# BNR LS7 Coil Upgrade



## FernyT99 (Apr 24, 2020)

So i'm making upgrades on my 2016 limited LT 1.4L and i found this coil upgrade from Bad News Racing, it allows the use of LS7 coils but at quite the cost and only works with the Bad News Racing tune, i'm just wondering if anyone here has bought this upgrade and if it's really worth the $600 price tag


----------



## Thebigzeus (Dec 2, 2018)

I don’t honestly see how the price can be justified, but I think @XtremeRevolution has them.


----------



## pandrad61 (Jul 8, 2015)

If you’re going for an all out built then yah could be worth it. For day to day fun and use you’ll not notice the difference. For 600$ a tune and inter cooler would do wya more for power and felt fun.


----------



## yt400pmd (Apr 29, 2017)

If you all already tuned, make your own just let the tuner know to adjust the timing to match the coils you use. There is a how to on sonic owners forum

Sent from my SM-G960U using Tapatalk


----------



## Blasirl (Mar 31, 2015)

If you look at the MSD Streetfire coils, they are about $55 ea (4), You need to locate some decent plug wires at 13in in length and 8.5 mm in diameter, you would need to source the coil cover and a bracket, and then make the connector wiring to the plugs.

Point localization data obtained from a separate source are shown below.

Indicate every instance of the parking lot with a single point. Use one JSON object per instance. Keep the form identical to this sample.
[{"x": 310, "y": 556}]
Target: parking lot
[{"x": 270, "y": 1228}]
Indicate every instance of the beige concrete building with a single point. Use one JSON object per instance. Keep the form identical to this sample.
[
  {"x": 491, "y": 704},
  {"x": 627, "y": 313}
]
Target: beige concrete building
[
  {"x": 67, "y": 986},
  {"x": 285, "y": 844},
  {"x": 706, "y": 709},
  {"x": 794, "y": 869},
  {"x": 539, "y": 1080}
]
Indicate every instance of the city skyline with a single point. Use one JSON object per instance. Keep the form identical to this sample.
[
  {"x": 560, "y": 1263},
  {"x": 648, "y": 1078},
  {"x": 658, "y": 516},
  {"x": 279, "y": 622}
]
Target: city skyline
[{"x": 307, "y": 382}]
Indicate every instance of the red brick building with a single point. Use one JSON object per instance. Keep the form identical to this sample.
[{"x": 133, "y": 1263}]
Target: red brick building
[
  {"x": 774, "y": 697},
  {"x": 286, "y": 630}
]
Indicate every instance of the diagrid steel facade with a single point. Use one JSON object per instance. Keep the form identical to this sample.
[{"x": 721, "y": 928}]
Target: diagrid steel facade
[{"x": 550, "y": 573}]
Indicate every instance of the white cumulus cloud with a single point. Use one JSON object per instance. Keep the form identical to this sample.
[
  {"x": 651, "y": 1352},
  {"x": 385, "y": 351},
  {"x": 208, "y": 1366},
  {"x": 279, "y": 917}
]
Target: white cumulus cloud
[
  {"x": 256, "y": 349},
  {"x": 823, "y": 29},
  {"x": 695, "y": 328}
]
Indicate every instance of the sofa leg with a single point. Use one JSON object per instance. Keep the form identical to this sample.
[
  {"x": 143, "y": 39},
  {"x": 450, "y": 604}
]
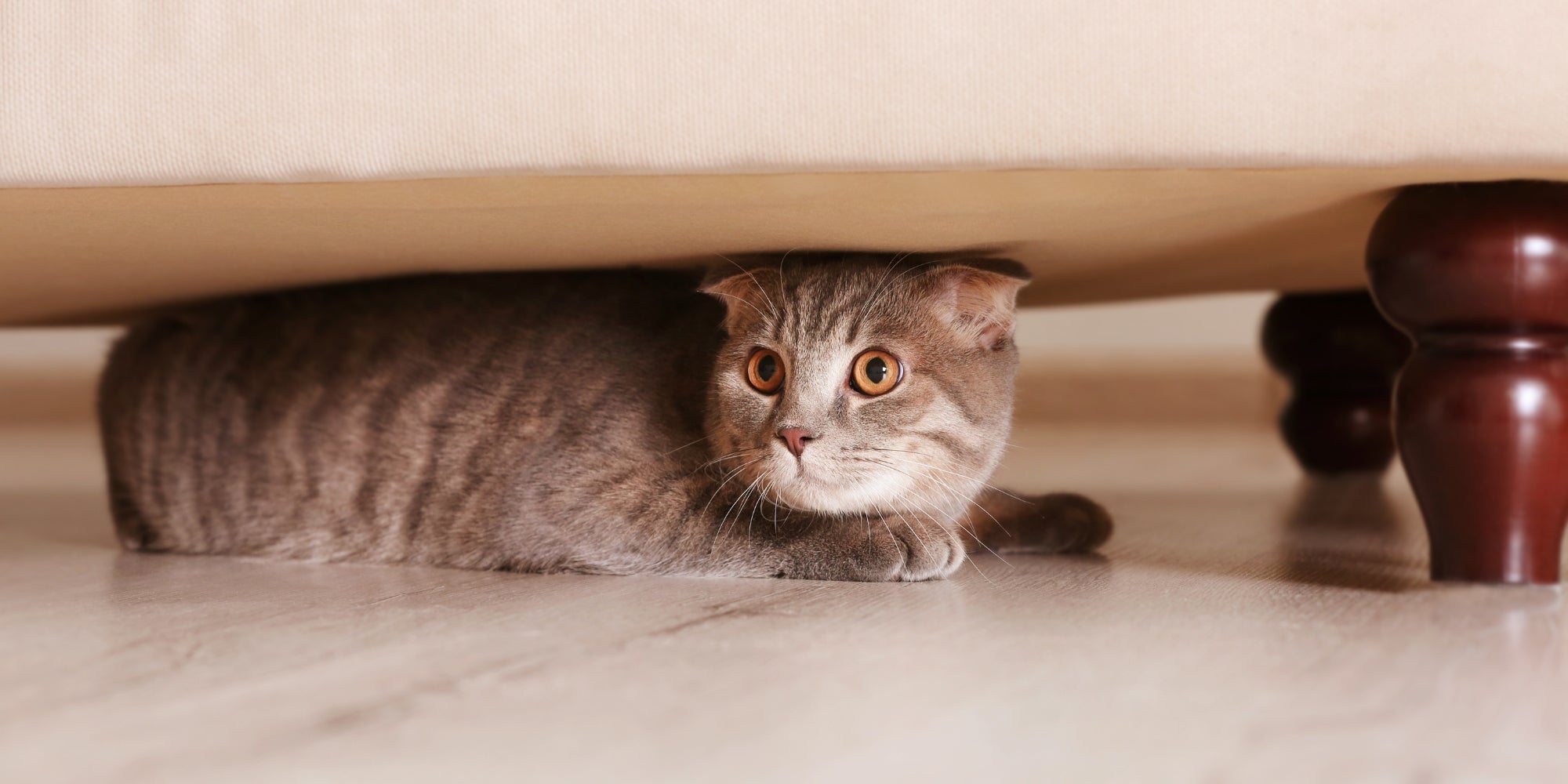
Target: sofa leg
[
  {"x": 1478, "y": 274},
  {"x": 1341, "y": 357}
]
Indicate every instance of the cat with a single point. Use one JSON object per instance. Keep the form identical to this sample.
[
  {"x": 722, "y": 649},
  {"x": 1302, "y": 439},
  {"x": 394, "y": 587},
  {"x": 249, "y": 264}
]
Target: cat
[{"x": 811, "y": 416}]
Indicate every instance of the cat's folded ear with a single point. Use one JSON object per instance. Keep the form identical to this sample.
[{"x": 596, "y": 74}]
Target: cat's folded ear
[
  {"x": 979, "y": 299},
  {"x": 749, "y": 292}
]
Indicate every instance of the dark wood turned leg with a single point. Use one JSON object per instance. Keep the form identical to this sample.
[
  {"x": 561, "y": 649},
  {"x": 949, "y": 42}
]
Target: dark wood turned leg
[
  {"x": 1478, "y": 274},
  {"x": 1341, "y": 357}
]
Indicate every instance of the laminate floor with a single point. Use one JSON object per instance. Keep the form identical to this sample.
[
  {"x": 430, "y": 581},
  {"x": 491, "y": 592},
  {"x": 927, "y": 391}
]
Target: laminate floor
[{"x": 1246, "y": 625}]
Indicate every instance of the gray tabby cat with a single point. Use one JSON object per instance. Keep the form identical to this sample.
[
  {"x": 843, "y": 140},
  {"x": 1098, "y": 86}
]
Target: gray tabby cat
[{"x": 821, "y": 416}]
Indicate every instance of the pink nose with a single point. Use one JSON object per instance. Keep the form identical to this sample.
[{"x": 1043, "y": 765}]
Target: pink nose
[{"x": 796, "y": 440}]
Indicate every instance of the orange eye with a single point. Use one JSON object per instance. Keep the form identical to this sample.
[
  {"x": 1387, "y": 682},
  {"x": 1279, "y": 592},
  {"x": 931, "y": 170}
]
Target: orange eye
[
  {"x": 766, "y": 372},
  {"x": 876, "y": 372}
]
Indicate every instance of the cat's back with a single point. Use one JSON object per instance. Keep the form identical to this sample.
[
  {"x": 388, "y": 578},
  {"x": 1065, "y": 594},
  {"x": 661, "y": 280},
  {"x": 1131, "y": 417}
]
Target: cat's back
[{"x": 236, "y": 426}]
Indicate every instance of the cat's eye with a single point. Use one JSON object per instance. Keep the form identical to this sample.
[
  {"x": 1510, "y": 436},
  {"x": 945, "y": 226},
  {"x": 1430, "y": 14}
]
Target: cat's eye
[
  {"x": 876, "y": 372},
  {"x": 766, "y": 372}
]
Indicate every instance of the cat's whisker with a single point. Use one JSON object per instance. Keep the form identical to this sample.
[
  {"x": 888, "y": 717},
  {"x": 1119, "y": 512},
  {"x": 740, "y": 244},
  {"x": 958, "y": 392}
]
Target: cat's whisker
[
  {"x": 882, "y": 291},
  {"x": 959, "y": 495},
  {"x": 772, "y": 307},
  {"x": 742, "y": 302},
  {"x": 733, "y": 474},
  {"x": 742, "y": 498},
  {"x": 684, "y": 446}
]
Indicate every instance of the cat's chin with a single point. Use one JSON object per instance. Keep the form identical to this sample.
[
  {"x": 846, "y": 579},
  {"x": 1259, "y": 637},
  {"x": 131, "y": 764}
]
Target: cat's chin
[{"x": 824, "y": 493}]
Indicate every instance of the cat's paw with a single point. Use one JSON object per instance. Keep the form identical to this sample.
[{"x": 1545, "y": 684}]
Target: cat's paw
[
  {"x": 899, "y": 551},
  {"x": 1058, "y": 523}
]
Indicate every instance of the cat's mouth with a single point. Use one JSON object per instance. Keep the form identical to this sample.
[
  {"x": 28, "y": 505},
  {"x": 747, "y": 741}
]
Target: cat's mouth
[{"x": 835, "y": 487}]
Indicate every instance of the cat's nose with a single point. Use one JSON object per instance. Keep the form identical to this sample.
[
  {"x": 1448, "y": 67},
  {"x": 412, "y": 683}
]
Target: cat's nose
[{"x": 796, "y": 440}]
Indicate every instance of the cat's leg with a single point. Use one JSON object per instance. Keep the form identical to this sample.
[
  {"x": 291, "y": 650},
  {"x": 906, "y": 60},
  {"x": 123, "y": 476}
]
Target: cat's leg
[
  {"x": 1044, "y": 524},
  {"x": 873, "y": 548},
  {"x": 691, "y": 529}
]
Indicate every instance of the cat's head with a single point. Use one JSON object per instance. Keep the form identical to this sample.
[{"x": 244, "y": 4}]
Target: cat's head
[{"x": 855, "y": 383}]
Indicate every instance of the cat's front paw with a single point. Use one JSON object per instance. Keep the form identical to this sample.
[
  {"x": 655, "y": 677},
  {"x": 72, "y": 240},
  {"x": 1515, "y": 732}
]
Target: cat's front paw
[
  {"x": 884, "y": 551},
  {"x": 1058, "y": 523}
]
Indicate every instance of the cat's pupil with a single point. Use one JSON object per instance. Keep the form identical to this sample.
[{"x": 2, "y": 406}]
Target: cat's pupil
[{"x": 877, "y": 371}]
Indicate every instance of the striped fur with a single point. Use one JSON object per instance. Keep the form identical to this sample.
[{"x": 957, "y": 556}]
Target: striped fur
[{"x": 589, "y": 423}]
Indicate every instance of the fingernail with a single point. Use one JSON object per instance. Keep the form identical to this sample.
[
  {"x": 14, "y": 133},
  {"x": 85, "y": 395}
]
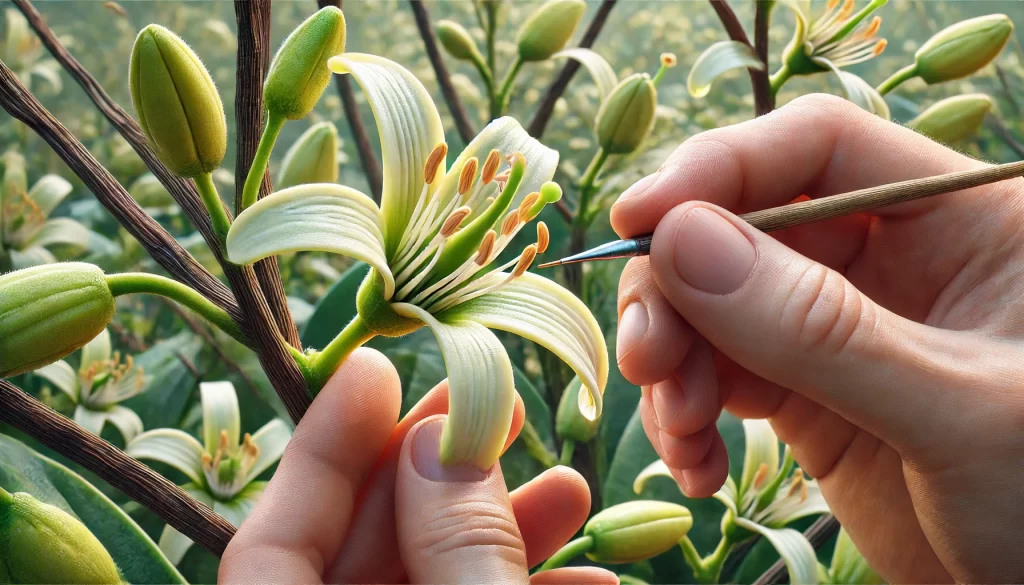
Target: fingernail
[
  {"x": 426, "y": 457},
  {"x": 711, "y": 254},
  {"x": 632, "y": 328}
]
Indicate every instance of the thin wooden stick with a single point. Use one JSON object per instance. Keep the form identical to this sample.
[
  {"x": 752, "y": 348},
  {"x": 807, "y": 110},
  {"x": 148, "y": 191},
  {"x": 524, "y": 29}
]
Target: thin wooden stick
[{"x": 171, "y": 503}]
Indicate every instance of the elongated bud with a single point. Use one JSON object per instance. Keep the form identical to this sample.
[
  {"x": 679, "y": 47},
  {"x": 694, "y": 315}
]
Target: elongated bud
[
  {"x": 313, "y": 158},
  {"x": 963, "y": 48},
  {"x": 627, "y": 116},
  {"x": 457, "y": 40},
  {"x": 954, "y": 119},
  {"x": 177, "y": 105},
  {"x": 549, "y": 29},
  {"x": 298, "y": 73},
  {"x": 40, "y": 543},
  {"x": 636, "y": 531},
  {"x": 569, "y": 422},
  {"x": 46, "y": 312}
]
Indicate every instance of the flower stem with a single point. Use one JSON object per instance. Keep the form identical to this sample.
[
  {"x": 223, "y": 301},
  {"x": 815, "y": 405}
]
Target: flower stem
[
  {"x": 213, "y": 205},
  {"x": 907, "y": 73},
  {"x": 568, "y": 552},
  {"x": 136, "y": 283},
  {"x": 250, "y": 193},
  {"x": 325, "y": 364}
]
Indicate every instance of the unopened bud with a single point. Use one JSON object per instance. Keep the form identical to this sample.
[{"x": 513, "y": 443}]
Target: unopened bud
[
  {"x": 963, "y": 48},
  {"x": 313, "y": 158},
  {"x": 47, "y": 312},
  {"x": 298, "y": 73},
  {"x": 627, "y": 116},
  {"x": 636, "y": 531},
  {"x": 177, "y": 103},
  {"x": 549, "y": 29}
]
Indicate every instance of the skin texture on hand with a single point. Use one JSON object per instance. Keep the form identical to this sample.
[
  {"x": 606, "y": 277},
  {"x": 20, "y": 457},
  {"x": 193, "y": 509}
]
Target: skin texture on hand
[
  {"x": 329, "y": 513},
  {"x": 886, "y": 348}
]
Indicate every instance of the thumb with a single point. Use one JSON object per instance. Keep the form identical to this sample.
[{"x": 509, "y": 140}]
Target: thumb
[
  {"x": 801, "y": 325},
  {"x": 456, "y": 524}
]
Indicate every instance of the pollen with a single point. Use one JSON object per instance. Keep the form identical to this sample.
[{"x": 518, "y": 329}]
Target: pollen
[
  {"x": 491, "y": 165},
  {"x": 468, "y": 175},
  {"x": 455, "y": 220},
  {"x": 433, "y": 163}
]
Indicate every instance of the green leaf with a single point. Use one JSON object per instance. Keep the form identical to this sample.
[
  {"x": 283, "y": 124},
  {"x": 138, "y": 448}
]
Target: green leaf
[
  {"x": 717, "y": 59},
  {"x": 137, "y": 556}
]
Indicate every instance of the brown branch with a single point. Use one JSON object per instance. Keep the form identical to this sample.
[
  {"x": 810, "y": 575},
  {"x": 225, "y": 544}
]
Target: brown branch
[
  {"x": 818, "y": 534},
  {"x": 368, "y": 158},
  {"x": 182, "y": 191},
  {"x": 254, "y": 58},
  {"x": 440, "y": 71},
  {"x": 136, "y": 481},
  {"x": 547, "y": 107}
]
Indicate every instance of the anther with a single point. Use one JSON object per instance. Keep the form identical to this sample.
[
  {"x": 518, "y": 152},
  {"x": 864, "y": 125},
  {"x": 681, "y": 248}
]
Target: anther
[{"x": 433, "y": 163}]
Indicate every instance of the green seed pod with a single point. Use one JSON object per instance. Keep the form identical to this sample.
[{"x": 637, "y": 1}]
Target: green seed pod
[
  {"x": 457, "y": 40},
  {"x": 298, "y": 73},
  {"x": 569, "y": 422},
  {"x": 46, "y": 312},
  {"x": 954, "y": 119},
  {"x": 627, "y": 116},
  {"x": 177, "y": 105},
  {"x": 549, "y": 29},
  {"x": 963, "y": 48},
  {"x": 40, "y": 543},
  {"x": 636, "y": 531},
  {"x": 313, "y": 158}
]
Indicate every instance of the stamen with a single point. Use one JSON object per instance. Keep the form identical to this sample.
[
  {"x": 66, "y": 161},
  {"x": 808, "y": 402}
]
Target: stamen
[
  {"x": 543, "y": 238},
  {"x": 468, "y": 175},
  {"x": 433, "y": 163},
  {"x": 491, "y": 166}
]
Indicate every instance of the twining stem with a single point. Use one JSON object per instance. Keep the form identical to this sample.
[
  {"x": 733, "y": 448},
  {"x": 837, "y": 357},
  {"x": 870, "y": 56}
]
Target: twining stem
[
  {"x": 566, "y": 553},
  {"x": 250, "y": 193},
  {"x": 907, "y": 73},
  {"x": 211, "y": 199},
  {"x": 135, "y": 283}
]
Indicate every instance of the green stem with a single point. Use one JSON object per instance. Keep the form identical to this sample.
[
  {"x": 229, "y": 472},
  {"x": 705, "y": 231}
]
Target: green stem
[
  {"x": 214, "y": 205},
  {"x": 250, "y": 193},
  {"x": 136, "y": 283},
  {"x": 568, "y": 552},
  {"x": 907, "y": 73},
  {"x": 326, "y": 363},
  {"x": 568, "y": 448}
]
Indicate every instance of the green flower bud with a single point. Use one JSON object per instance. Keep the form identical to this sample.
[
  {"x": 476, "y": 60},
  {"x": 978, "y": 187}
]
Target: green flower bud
[
  {"x": 636, "y": 531},
  {"x": 569, "y": 422},
  {"x": 46, "y": 312},
  {"x": 457, "y": 40},
  {"x": 177, "y": 105},
  {"x": 963, "y": 48},
  {"x": 549, "y": 29},
  {"x": 313, "y": 158},
  {"x": 627, "y": 116},
  {"x": 40, "y": 543},
  {"x": 298, "y": 73},
  {"x": 954, "y": 119}
]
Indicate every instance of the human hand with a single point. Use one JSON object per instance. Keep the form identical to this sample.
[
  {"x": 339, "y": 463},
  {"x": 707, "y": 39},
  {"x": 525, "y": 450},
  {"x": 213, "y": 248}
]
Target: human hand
[
  {"x": 360, "y": 499},
  {"x": 885, "y": 348}
]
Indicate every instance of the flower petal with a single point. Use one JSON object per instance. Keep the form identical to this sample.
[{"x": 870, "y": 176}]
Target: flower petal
[
  {"x": 410, "y": 128},
  {"x": 170, "y": 446},
  {"x": 481, "y": 388},
  {"x": 320, "y": 217},
  {"x": 220, "y": 413},
  {"x": 271, "y": 441},
  {"x": 543, "y": 311},
  {"x": 794, "y": 547}
]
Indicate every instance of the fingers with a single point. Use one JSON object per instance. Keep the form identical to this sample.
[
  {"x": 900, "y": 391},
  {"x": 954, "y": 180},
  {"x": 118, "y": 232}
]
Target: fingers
[
  {"x": 302, "y": 517},
  {"x": 456, "y": 524}
]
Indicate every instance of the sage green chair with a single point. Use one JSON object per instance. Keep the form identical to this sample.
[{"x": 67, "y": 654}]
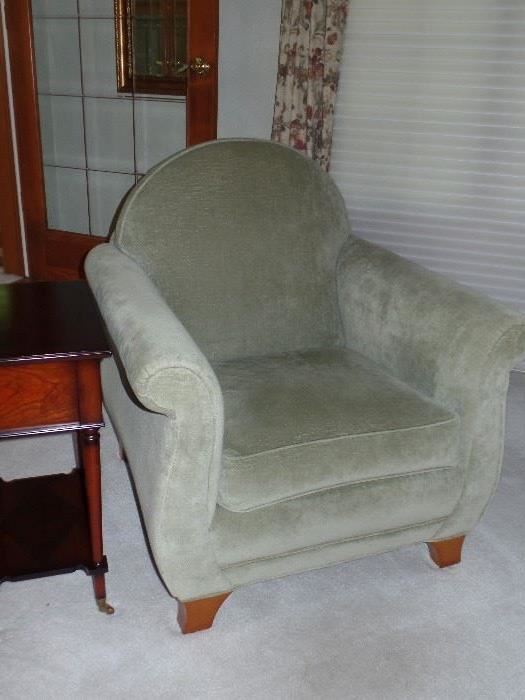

As for the tune, just about any tuner should be able to help.






LS Ignition Coil Upgrade


Hey everyone, this will be a work in progress/diary DIY. I will keep editing this first post until conclusion. I typically do my big forum posts like this, so sorry. I HOPE to at least have the proof-of-concept running/idling the car 11/18/2017. That all just really depends on the time I have...



www.sonicownersforum.com













Project 1.8 Turbo (Turdbo)


This is coming along nicely. Not that you need to tell, but are you keeping track of the costs? Someone in the future may want to know. I may be wrong, but my whole life, it was deck the block and shave the head. I can't wait for the finish! Thank you. Down to the penny, and I wish I...




www.cruzetalk.com


----------



## MulanDragon (11 mo ago)

FernyT99 said:


> So i'm making upgrades on my 2016 limited LT 1.4L and i found this coil upgrade from Bad News Racing, it allows the use of LS7 coils but at quite the cost and only works with the Bad News Racing tune, i'm just wondering if anyone here has bought this upgrade and if it's really worth the $600 price tag


not for 2016


----------